How to use data to achieve better outcomes
The right data → the right decisions → good outcomes
How do you know you are using the right data to drive the outcomes your company needs?
I was in a meeting recently where we were discussing the completion of a task to track a significant amount of user behavioral data within our application. We started throwing out all sorts of insights we could gain about our customers, and how we could transform these insights into meaningful product improvements. Within minutes, it became clear that we had a new problem on our hands — It would take years to accomplish the ideas generated in our short discussion, even if we were to 10x our resources.
I’ve spoken with many HR leaders who are experiencing the same problem. Investments in digital transformation and new technologies have resulted in an overwhelming amount of data. But simply having access to more data doesn’t result in improved company outcomes. An undisciplined “bottom-up” approach to sifting through data to find what can be useful in driving better decisions and better outcomes is a costly guessing game.
The most effective HR leaders use outcomes to choose which data to leverage.
The right data to make the right decision depends entirely on the desired outcome. In working with many HR leaders at successful companies, I’ve mapped three common HR-related outcomes to the types of data needed to be successful in making the right decisions to improve these outcomes.
Hiring the right candidate
Hiring the right candidate is one of the most common, yet most important outcomes contributing to the success of any business. The hiring process is simply a data-collection process to aid decision makers in making the right hire. One of the most common mistakes in this decision-making process is using data points that don’t actually correlate with job performance. In order to isolate which data points actually correlate with better job performance, take your highest performers and lowest performers and create two data sets, looking at their job applications, resumes, and pre-hire assessment results. Analyze the data sets to determine which data points actually differentiate between the two groups. This will illuminate the data points that you can use in future hires to bring in more candidates that model your highest-performing employees.
Reducing recruiting costs
Once you’ve optimised your hiring process to increase your chances of each hire leading to a rock-star performer, you can focus on improving your ability to recognise these candidates sooner. This will result in spending more time and resources on candidates that you will eventually hire and less on those you won’t, reducing your waste and overall recruiting costs. Similar to the step above, create two simple data sets consisting of the candidates that were hired and those that weren’t. Finding the common characteristics and backgrounds that are distinct to those that were hired will help you make decisions about where to spend your recruiting efforts and how to create more effective messaging for future opportunities. For example, in hiring for software engineering positions, we found that the majority of those that were hired vs those that weren’t regularly participated in local or online developer communities. This helped us develop a strategy to focus on sponsoring and speaking at these developer communities, while reducing spend on other areas that haven’t been as fruitful. This has significantly reduced our overall recruiting costs in finding rockstar developer talent.

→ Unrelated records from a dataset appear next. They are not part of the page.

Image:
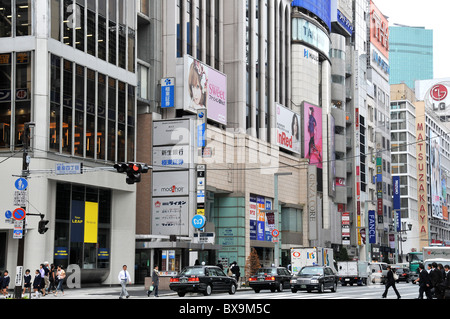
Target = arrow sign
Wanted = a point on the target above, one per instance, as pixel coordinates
(19, 214)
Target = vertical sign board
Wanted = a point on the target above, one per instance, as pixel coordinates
(167, 92)
(372, 228)
(397, 204)
(312, 201)
(422, 193)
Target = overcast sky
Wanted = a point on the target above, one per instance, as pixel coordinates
(431, 14)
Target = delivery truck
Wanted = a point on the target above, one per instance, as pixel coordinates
(437, 254)
(353, 272)
(301, 257)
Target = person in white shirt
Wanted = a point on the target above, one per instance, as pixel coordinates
(124, 279)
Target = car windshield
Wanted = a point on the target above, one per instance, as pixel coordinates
(311, 271)
(271, 271)
(196, 271)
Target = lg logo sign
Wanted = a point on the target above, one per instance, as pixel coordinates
(438, 92)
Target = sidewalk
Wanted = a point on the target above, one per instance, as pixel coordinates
(104, 292)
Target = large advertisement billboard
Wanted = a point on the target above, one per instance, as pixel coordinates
(379, 30)
(312, 134)
(205, 87)
(288, 129)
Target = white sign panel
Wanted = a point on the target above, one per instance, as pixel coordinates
(288, 129)
(171, 157)
(171, 132)
(170, 216)
(171, 183)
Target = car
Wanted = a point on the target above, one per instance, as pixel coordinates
(273, 278)
(314, 278)
(403, 274)
(202, 279)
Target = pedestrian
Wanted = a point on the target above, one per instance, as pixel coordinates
(46, 275)
(52, 279)
(124, 279)
(424, 282)
(235, 270)
(155, 282)
(60, 276)
(436, 280)
(27, 282)
(445, 286)
(37, 283)
(5, 284)
(42, 284)
(390, 282)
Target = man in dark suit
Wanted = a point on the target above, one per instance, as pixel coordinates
(390, 282)
(424, 283)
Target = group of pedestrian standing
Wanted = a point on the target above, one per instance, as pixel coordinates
(434, 281)
(47, 279)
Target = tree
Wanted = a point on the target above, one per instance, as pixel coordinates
(252, 264)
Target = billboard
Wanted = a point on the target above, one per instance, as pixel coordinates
(312, 134)
(205, 87)
(436, 176)
(379, 30)
(288, 129)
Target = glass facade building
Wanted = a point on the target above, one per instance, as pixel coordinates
(410, 54)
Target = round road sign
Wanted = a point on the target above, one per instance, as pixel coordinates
(19, 214)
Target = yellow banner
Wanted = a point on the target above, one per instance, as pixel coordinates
(90, 223)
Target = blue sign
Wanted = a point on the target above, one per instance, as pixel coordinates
(198, 221)
(21, 184)
(167, 93)
(371, 232)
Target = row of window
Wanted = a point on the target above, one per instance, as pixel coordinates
(91, 115)
(15, 98)
(15, 18)
(102, 28)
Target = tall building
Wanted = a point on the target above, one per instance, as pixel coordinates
(68, 74)
(410, 54)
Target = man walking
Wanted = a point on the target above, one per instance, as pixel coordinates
(390, 282)
(424, 283)
(124, 279)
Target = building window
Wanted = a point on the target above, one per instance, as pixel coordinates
(85, 242)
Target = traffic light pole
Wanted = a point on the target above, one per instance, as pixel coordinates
(21, 248)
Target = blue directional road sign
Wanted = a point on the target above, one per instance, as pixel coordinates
(21, 184)
(198, 221)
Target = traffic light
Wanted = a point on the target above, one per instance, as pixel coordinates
(42, 227)
(133, 170)
(134, 173)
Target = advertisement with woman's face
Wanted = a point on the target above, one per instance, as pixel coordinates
(205, 87)
(288, 129)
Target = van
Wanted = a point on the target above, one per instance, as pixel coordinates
(378, 272)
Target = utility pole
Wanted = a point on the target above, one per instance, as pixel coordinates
(21, 249)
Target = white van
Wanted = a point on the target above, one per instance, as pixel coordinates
(378, 272)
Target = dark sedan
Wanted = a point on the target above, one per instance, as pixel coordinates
(314, 278)
(273, 278)
(202, 279)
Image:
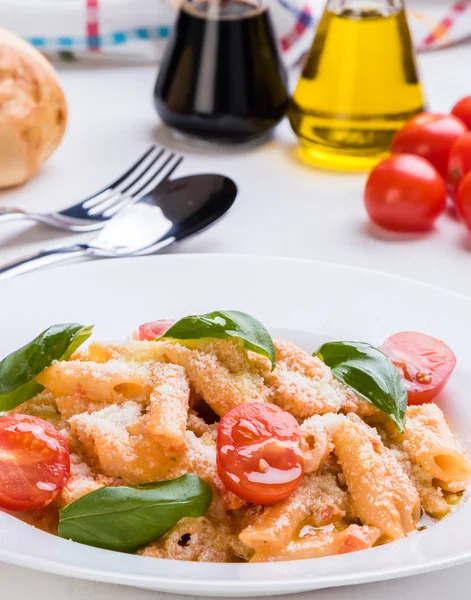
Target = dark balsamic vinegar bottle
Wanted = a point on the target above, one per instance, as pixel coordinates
(222, 78)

Improving customer satisfaction
A fantastic customer experience and high customer satisfaction has a direct, positive impact on a company’s overall success and growth. This is why customer satisfaction scores are often one of the top performance metrics for customer-facing roles. When discussing hiring the right candidate above, I emphasised isolating the skills that are predictive of high performers and leaning heavily on those in the hiring process. Taking this a step further, many companies have already identified a short list of skills that lead to improved customer satisfaction. These include polished speaking ability (especially important for non-native candidates), empathy, and clear communication skills. Some of these skills are easier to obtain reliable data than others. But focusing on measuring these skills in the hiring process (through developing in-house tools or leveraging third party assessments) will lead to improved overall customer satisfaction.
These are just a few of the common outcomes that HR leaders are working towards. Whichever outcomes are most pressing for you, you will be more successful in your decision making by starting with the outcomes you need to achieve and working backward to identify the most relevant data.
This article was originall published in August 2021.